Make sure all the equipment has been sanitized!


Instructions:

  • Bring the 5L of water to a rolling boil;
  • Why? This will help sterilize the water;


  • Prepare the yeast by adding a tablespoon full of sourdough starter (), a tea spoon of sugar and a bit of luke warm water;
  • Why? The sugar solution will feed the yeast and allow it to reproduce and reach full activity. Using wild yeast for brewing? Hey, if it is good enough for the ancient egyptians to brew with it, it’s good enough for me!


  • Add the sugar to the water;
  • Why? To dissolve it. Once added, the water boil will stop for a little bit, but soon will come back to boiling;


  • Grate the zest of the lemon and juice of one lemon;
  • Why? Citric acid is very important in wine making, which will influence the colour, balance of the wine, aid vitality of the yeast and protecting the wine from bacteria. Lemon zest is rich in pectinase. Pectinase is an enzyme that breaks down pectin (a complex carbohydrate) into simple fermentable sugar and, thus, aiding against pectin haze and helping the brew clarity;


  • Grate the carrots;
  • Why? Grated carrots will have a greater surface area which will be in contact with the boiling water, thus optimizing the extraction of sugars necessary for fermentation;


  • Add the zest, juice and carrots to the boiling water for 45 minutes;
  • Why? This will extract all the sugar and, during the boil, the must (brew juice!) will be sterilized and break down any complex sugars present;


  • Prepare a funnel and filtering device of your choice;
  • Why? Remove all solids from the must prior to fermentation. Note: Wait for the must to cool down before adding to the fermenting bin;


  • After adding the must to the fermenting bin, close it and wait for it to cool down to about 20C;
  • Why? Temperatures between 18 and 21C are the optimum temperatures for the yeast to ferment the sugars. At lower temperatures, fermentation will slow down and the process will take much longer, maybe even come to a halt. At higher temperatures, different strain of yeast may be produce and aid the infection of the must or the yeast may die.
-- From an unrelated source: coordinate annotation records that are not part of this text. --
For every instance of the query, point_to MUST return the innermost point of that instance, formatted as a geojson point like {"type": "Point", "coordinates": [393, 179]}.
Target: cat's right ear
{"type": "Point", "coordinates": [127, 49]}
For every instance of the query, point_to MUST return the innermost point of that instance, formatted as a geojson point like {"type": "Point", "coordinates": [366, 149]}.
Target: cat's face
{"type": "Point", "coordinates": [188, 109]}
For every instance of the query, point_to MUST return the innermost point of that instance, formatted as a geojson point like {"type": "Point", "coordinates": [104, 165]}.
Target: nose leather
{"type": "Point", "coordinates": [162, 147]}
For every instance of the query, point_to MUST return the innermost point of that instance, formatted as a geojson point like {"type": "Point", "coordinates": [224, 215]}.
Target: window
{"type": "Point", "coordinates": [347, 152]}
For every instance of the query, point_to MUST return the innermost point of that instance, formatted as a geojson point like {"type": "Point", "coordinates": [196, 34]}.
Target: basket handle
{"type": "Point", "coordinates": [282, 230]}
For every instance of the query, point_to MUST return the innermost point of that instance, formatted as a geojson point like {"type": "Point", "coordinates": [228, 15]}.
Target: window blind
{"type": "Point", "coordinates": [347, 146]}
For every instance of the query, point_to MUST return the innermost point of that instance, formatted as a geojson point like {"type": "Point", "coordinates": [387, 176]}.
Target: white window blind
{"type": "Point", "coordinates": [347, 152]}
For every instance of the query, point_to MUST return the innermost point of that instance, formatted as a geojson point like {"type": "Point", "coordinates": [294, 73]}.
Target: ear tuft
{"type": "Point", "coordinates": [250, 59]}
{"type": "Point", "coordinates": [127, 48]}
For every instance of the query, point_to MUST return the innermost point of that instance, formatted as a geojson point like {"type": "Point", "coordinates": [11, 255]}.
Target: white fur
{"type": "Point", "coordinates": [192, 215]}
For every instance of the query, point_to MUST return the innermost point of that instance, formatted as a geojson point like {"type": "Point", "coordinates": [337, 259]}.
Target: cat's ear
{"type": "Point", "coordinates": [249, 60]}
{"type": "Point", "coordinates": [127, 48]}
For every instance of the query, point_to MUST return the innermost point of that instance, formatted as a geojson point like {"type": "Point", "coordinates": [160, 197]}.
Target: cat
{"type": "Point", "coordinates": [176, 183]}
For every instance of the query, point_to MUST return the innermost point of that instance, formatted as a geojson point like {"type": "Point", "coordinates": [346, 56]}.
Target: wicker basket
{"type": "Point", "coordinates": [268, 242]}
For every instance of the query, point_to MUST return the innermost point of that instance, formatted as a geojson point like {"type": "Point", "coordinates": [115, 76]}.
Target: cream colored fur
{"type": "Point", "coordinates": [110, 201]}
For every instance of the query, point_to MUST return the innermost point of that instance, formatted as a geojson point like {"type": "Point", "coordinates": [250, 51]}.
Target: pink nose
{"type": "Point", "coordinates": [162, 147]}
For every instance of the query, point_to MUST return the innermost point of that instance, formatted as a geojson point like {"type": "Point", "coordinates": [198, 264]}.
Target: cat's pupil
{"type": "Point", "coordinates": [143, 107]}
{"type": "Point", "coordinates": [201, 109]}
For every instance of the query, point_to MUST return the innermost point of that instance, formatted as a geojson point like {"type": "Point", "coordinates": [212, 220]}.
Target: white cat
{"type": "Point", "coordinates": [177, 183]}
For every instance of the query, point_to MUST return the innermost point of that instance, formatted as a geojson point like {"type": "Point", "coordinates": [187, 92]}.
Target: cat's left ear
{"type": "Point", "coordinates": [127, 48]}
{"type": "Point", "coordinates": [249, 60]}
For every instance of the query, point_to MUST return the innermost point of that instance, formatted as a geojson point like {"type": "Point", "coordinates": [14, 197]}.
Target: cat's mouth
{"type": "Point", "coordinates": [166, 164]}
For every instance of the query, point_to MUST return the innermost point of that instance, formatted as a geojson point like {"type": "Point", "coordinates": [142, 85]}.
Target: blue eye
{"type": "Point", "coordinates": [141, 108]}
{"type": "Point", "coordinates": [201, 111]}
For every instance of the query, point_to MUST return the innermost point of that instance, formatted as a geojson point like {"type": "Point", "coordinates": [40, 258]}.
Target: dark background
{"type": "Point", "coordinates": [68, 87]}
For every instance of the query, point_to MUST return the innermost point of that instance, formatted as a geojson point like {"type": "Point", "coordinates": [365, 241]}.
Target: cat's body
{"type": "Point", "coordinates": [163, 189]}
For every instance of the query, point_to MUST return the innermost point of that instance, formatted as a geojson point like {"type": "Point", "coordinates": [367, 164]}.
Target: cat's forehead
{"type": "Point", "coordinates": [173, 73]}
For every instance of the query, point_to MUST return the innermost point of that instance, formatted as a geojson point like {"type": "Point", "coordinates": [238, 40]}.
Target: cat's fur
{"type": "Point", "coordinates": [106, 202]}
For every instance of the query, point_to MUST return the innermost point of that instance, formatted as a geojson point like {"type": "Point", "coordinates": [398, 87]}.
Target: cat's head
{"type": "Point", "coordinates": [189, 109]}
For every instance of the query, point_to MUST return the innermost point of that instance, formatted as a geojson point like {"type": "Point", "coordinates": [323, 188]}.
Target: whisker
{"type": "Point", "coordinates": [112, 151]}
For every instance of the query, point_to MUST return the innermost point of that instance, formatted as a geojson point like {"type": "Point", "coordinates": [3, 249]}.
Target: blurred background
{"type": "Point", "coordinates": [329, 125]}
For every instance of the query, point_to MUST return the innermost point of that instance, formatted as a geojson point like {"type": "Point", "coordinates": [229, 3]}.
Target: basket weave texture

  • At around 18C, add the yeast solution to the must and close the system, with airlock. Leave it undisturbed in a dark room. Fermentation should last around 10 days.
  • Why? Moving the fermenting bin around may add oxygen to the must and bacteria may thrive and contaminate your brew. Another reason for leaving the brew undisturbed is clearing. Any solids in it will precipitate down to the bottom of the fermenting bin.

    Yeast produces CO2 and oxygen is the enemy! The airlock made with the water in the bottle allows the CO2 to be released without oxygen being allowed to enter and ruin the brew.


Phew! That’s it! Sorry for being a bit pedantic and explaining each step. In short, take the ingredients, boil, cool it, add yeast and wait… ok!